Saturday, March 13, 2010

The Fate of Muscadine Jelly

Wanted: Jars for canning. That was my post on Freecycle. A lady emailed me stating that she had a few dozen jars of some sort of jelly. The jelly would have to be thrown out, but I was welcome to them.

I collected what turned out to be eight dozen half pint and pint jars of jelly, complete with rings and eight quart jars. Even though it meant driving to a not-so-nice part of town, I was thrilled to have this great start to my new garden canning. My Ebay pressure canner had arrived a couple of weeks prior. The lady told me that a house had burned and she was hired to clean out the shed behind the burned house and found these.

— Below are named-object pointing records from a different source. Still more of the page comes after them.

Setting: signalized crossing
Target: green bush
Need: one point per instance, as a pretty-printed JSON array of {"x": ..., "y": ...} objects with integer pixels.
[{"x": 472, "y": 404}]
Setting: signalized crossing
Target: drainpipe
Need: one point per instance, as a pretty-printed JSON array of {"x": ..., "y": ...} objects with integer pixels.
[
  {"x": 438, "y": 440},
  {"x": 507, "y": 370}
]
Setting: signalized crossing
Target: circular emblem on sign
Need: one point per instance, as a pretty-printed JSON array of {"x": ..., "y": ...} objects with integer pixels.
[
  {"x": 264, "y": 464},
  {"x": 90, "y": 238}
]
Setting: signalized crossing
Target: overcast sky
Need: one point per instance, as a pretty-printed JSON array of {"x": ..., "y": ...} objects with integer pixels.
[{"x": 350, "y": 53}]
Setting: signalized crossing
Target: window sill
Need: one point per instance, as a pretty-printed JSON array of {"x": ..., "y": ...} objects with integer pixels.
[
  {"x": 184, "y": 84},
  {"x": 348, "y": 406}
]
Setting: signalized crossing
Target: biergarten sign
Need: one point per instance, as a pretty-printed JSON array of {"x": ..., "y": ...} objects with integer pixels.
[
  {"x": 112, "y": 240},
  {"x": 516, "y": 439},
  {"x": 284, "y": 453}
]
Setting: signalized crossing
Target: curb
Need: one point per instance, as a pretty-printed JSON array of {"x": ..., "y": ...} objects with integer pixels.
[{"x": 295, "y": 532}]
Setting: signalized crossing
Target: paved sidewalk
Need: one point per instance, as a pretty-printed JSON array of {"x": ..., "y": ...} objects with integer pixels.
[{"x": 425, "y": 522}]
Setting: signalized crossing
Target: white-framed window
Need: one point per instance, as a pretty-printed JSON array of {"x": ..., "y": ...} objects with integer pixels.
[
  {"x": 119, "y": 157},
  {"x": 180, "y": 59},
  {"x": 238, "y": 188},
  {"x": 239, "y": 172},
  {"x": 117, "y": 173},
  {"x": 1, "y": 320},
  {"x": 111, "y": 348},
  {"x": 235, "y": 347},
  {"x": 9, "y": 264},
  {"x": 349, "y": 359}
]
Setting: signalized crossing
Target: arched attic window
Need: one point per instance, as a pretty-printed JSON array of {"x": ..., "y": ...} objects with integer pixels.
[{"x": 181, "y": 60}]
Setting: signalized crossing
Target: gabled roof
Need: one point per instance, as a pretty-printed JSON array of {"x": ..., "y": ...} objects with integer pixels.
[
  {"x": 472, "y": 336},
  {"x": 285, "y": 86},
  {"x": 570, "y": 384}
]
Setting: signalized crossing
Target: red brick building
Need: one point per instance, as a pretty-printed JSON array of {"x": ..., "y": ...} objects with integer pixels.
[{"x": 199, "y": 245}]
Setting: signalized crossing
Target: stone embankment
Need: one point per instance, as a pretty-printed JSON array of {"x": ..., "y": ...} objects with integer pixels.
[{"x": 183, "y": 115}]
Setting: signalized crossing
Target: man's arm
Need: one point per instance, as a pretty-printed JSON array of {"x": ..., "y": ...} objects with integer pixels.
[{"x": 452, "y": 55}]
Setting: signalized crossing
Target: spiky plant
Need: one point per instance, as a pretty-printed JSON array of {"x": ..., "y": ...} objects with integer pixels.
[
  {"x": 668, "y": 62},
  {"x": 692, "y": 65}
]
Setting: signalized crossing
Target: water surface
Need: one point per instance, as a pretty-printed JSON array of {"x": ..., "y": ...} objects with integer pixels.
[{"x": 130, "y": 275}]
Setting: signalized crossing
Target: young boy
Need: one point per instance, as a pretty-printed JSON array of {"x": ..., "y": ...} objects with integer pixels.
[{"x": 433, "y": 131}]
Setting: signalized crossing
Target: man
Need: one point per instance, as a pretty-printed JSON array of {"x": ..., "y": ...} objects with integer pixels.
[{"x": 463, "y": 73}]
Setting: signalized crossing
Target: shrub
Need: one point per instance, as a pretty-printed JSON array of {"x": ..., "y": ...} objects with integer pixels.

She remembered that they were in her garage when she saw my Freecycle post.

I decided I'd clean out the jars a bit at a time, as I had room in the dishwasher and debated about whether or not to compost the contents, finally deciding the black gooey stuff was better off down the disposal. I didn't want all that sugar in the compost attracting Grimm knows what.

Today I was dumping sticky, nasty, ancient jelly down the disposal; smugly thinking about what a great find I'd made. A crumbling, yellowed, hand-written label on the front of one of the jars flashed a scene into my head.

Muscadine Jelly. On the top of the jar was a smaller label: $1.75.

A widowed woman, looking much older than her 70 years, in a print cotton dress, bent sweating over a huge pot of muscadines she'd picked from the overgrown jungle behind the house. Once it had been a neat garden, but that was before her joints woke her every morning with their constant complaining. Before she was on her own.

"No need crying about it," she said, smiling to herself as she stirred the dark mess of fruit and sugar. She'd just pick what she could and put them up and go sell them at the Jockey Lot on the weekend. It wouldn't bring much, but it was better than nothing, which was about what she had now. Not that she needed much more.

But things happen. Maybe she sold most of them. Maybe she never got to the Jockey Lot at all. The jelly was well past using. Some of the rings were rusted, though they'd been stored neatly in their boxes.

I decided that jars with this much history deserved a good hand washing. A bit more care. I was smiling but there was a tear in my eye when the jelly went down the drain.

2 comments:

  1. I have no idea what muscadines are, but you made them into a lovely post—a post by a romantic.